Демонстрация не вызвала ожидаемого эффекта. Иван Иванович разглядывал разложенные на кухонном столе пластиковые карточки с полнейшим безразличием, будто те ни о чем ему не говорили. Казалось, что они столь далеки от его разумения, что он не в состоянии не только понять их значение, но и даже его осознать.
– Это что, паспорт? – иронически спросил он, беря пластиковую карточку. – С этим квитком вы даже до ближайшего пропускного пункта не доедете. На нем двуглавый орел.
– А что там должно быть? Это герб нашей страны. И какого пропускного пункта? Я с этим езжу за границу.
Тупик.
– Простите, Андрей Степанович, но я устал. Покажите мне, где я мог бы прилечь.
– Вы ляжете в комнате для гостей. Я все приготовил.
В гостевую комнату, обставленную скромно и уютно, в псевдодеревенском стиле прямо из «Икеи», Иван Иванович входил словно в музей. Он погладил пушистое одеяло, с уважением проверил температуру масляного обогревателя, зажег и погасил ночник.
– Я не смог найти постельное белье, – объяснил Корпалов, – так что постелил вам только простыню. Вот вам спальный мешок, он очень теплый, но, если замерзнете, можете еще накрыться одеялами. Спите сколько влезет. Вы сильно истощены.
Корпалов спал тяжело, ему снились кошмары. Он шел по улицам Москвы, но это была другая Москва, не та, которую он знал. Он пытался добраться до дома, своей любимой квартиры с панорамными окнами, выходившими на центр и реку, видимые с тридцатого этажа. Но здесь не было его высотки, он не мог попасть ни на одну из знакомых улиц.
По серым, необычно широким улицам ехали редкие незнакомые машины уродливого вида. Выложенные кривыми потрескавшимися плитами тротуары заполняли толпы людей, закутанных в толстые пальто разных оттенков серого, черного и коричневого. Не было кафе и чайных, которыми славился город, не было реклам и неоновых вывесок.
Он шел все быстрее, ощущая толчки прохожих, вонявших водкой и низкопробным табаком, с отталкивающими, будто изуродованными болезнью, фиолетовыми лицами. На него оглядывались чудовищно толстые деревенские бабы в платках. Под подошвами скрипел грязный, никогда не убиравшийся снег.
На него таращились, поскольку он отличался от остальных.

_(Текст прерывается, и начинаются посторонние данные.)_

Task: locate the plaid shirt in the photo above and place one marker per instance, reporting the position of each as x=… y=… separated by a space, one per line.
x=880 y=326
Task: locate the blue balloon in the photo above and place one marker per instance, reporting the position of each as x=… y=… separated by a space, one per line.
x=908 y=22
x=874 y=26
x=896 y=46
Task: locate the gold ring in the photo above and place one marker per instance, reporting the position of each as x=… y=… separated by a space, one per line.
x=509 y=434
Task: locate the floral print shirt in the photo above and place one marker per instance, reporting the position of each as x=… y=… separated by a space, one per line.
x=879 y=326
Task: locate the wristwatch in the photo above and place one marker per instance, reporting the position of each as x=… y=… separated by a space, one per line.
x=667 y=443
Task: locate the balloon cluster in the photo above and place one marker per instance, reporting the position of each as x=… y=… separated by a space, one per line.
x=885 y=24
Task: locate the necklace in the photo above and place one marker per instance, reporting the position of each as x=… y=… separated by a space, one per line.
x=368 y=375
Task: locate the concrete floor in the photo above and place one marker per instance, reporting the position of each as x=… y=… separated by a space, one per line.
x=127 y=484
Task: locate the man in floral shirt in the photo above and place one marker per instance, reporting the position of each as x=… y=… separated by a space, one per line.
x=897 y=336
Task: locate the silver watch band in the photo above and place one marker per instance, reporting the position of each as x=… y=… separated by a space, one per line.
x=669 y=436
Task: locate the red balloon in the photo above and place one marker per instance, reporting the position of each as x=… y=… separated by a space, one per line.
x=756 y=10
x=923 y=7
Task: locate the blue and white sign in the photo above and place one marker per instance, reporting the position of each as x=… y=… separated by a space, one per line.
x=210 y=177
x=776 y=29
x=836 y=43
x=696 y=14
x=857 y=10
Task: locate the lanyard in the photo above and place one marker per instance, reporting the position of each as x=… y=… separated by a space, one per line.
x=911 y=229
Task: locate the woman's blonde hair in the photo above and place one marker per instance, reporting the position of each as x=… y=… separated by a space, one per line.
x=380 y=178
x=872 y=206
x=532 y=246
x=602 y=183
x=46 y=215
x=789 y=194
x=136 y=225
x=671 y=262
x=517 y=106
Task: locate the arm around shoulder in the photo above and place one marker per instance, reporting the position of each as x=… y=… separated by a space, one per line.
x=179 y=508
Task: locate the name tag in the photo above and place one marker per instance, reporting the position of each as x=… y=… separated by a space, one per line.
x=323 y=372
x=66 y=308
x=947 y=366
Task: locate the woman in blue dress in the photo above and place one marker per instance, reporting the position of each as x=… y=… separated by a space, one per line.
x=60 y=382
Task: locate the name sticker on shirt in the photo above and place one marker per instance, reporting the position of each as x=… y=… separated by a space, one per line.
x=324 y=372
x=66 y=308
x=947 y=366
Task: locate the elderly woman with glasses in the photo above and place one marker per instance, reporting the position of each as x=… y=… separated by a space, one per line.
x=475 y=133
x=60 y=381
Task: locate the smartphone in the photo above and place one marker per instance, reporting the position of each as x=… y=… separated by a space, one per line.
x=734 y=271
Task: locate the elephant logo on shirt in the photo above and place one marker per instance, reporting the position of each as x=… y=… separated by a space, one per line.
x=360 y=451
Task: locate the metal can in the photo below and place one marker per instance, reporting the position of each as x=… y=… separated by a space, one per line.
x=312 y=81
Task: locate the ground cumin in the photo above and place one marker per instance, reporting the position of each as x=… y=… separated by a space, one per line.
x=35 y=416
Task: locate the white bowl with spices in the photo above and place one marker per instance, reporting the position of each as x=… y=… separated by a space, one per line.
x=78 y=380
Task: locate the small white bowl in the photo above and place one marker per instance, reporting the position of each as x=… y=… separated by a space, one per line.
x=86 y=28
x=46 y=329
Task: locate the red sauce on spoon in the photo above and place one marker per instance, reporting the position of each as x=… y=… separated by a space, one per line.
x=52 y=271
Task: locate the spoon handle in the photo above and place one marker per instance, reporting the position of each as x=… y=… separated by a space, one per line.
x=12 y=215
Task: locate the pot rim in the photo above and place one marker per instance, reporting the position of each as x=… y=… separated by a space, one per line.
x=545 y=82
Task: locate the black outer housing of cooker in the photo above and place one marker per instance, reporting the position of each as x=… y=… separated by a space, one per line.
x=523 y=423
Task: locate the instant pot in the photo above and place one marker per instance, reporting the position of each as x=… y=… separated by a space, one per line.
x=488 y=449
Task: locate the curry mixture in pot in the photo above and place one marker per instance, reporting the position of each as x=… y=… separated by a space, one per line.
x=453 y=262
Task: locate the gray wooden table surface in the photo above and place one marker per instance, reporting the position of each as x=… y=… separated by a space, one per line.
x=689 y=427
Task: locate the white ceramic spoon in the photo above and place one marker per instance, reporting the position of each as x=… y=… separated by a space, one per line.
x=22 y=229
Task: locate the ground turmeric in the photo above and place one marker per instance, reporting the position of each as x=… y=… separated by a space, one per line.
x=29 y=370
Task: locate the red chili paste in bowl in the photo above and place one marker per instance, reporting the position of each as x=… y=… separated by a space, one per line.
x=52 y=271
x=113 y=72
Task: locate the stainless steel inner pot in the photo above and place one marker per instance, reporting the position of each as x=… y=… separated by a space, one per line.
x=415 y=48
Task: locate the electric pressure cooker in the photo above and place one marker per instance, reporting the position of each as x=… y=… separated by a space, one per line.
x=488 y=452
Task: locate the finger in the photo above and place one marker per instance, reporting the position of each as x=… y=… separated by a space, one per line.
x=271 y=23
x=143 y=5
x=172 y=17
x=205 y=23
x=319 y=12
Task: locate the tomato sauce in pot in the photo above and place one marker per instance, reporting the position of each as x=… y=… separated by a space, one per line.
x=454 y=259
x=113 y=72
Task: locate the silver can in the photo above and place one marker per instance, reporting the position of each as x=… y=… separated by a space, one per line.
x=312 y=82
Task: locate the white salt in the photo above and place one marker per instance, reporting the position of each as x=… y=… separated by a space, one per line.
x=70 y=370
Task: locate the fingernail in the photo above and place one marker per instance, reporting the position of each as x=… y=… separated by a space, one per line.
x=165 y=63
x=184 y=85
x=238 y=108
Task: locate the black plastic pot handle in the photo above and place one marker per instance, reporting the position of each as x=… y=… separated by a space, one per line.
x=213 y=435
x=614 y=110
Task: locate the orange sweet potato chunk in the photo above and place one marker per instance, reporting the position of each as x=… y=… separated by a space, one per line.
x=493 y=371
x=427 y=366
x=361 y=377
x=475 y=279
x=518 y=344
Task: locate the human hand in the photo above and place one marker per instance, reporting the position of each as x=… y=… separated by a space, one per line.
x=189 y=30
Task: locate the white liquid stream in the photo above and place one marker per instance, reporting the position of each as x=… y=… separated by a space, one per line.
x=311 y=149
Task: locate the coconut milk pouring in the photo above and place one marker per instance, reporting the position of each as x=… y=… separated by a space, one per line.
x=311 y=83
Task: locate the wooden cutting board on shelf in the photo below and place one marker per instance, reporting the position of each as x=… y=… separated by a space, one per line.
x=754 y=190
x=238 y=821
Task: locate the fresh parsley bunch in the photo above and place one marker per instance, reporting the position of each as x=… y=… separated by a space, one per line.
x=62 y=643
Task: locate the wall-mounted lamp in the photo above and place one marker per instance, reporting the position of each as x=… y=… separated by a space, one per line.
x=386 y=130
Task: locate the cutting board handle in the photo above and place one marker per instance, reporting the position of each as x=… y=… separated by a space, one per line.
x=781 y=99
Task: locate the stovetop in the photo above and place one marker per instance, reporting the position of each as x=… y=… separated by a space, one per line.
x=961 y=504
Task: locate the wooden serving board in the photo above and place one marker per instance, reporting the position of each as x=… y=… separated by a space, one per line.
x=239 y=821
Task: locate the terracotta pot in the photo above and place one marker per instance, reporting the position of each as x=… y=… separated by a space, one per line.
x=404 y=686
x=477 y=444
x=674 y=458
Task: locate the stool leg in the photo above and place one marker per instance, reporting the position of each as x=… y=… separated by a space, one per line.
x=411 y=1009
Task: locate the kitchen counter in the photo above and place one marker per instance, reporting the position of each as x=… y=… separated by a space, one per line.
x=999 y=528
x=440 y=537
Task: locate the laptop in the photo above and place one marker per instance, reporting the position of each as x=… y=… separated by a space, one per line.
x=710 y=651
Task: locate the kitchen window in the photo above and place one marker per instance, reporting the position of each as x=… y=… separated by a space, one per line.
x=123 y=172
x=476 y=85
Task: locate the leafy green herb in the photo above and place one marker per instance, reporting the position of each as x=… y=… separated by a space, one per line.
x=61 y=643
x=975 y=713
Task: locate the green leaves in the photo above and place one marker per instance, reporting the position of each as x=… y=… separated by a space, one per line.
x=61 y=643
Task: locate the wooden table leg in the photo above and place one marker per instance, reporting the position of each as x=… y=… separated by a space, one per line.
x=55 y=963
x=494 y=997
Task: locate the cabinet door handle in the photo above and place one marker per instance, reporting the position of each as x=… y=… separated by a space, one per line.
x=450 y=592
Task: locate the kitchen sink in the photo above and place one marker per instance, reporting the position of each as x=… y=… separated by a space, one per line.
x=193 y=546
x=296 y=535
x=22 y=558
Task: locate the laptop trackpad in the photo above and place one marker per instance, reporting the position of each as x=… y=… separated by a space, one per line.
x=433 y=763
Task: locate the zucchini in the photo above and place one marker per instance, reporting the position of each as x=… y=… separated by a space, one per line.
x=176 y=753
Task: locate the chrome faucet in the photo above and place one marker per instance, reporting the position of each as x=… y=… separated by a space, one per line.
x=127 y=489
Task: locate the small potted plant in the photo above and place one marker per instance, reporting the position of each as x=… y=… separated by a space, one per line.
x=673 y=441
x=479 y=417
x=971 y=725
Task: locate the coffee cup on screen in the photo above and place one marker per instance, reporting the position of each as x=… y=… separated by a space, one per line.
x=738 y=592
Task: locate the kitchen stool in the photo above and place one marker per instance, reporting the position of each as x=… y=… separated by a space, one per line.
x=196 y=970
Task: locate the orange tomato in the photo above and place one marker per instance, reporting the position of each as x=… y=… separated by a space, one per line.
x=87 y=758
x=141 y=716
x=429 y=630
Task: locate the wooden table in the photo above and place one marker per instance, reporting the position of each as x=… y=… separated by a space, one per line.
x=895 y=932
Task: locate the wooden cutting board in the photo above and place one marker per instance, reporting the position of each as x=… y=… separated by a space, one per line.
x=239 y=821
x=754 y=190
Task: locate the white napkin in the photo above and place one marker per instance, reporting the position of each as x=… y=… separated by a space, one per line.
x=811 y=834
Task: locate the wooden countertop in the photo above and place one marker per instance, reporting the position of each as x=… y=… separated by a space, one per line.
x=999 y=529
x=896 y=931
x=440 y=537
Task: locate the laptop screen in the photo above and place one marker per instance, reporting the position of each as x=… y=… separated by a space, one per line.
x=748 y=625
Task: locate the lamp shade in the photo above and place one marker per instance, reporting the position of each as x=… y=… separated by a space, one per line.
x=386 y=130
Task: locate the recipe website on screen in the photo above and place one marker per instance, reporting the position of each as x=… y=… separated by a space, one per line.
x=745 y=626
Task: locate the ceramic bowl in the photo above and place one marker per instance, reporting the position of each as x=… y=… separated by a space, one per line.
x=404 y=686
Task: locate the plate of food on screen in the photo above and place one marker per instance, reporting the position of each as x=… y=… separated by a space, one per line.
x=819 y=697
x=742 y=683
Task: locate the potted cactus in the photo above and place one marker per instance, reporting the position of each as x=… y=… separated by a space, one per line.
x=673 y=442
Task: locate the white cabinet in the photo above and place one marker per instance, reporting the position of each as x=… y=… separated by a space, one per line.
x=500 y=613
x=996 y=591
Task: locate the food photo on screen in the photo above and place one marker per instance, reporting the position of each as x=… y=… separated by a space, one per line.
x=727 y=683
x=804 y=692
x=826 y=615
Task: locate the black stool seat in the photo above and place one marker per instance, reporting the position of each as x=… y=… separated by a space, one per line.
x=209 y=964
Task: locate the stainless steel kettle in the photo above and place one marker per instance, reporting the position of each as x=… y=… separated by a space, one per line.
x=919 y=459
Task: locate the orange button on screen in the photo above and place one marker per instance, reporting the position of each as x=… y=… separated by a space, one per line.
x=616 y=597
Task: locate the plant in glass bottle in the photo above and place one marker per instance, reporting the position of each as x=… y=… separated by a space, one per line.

Он был чистым. Необычно чистым, гладко выбритым, а его полярная куртка сверкала на фоне серой толпы яркими красками. Отчего-то он знал, что это опасно, и потому шел все быстрее, все так же не в силах добраться до сколько-нибудь знакомых мест. Мимо проходили какие-то люди в странных старомодных шинелях цвета стали, высоких сапогах и абсурдно широких круглых фуражках с красными околышами; их боялись больше всего. От них веяло ужасом и опасностью, будто от хищников.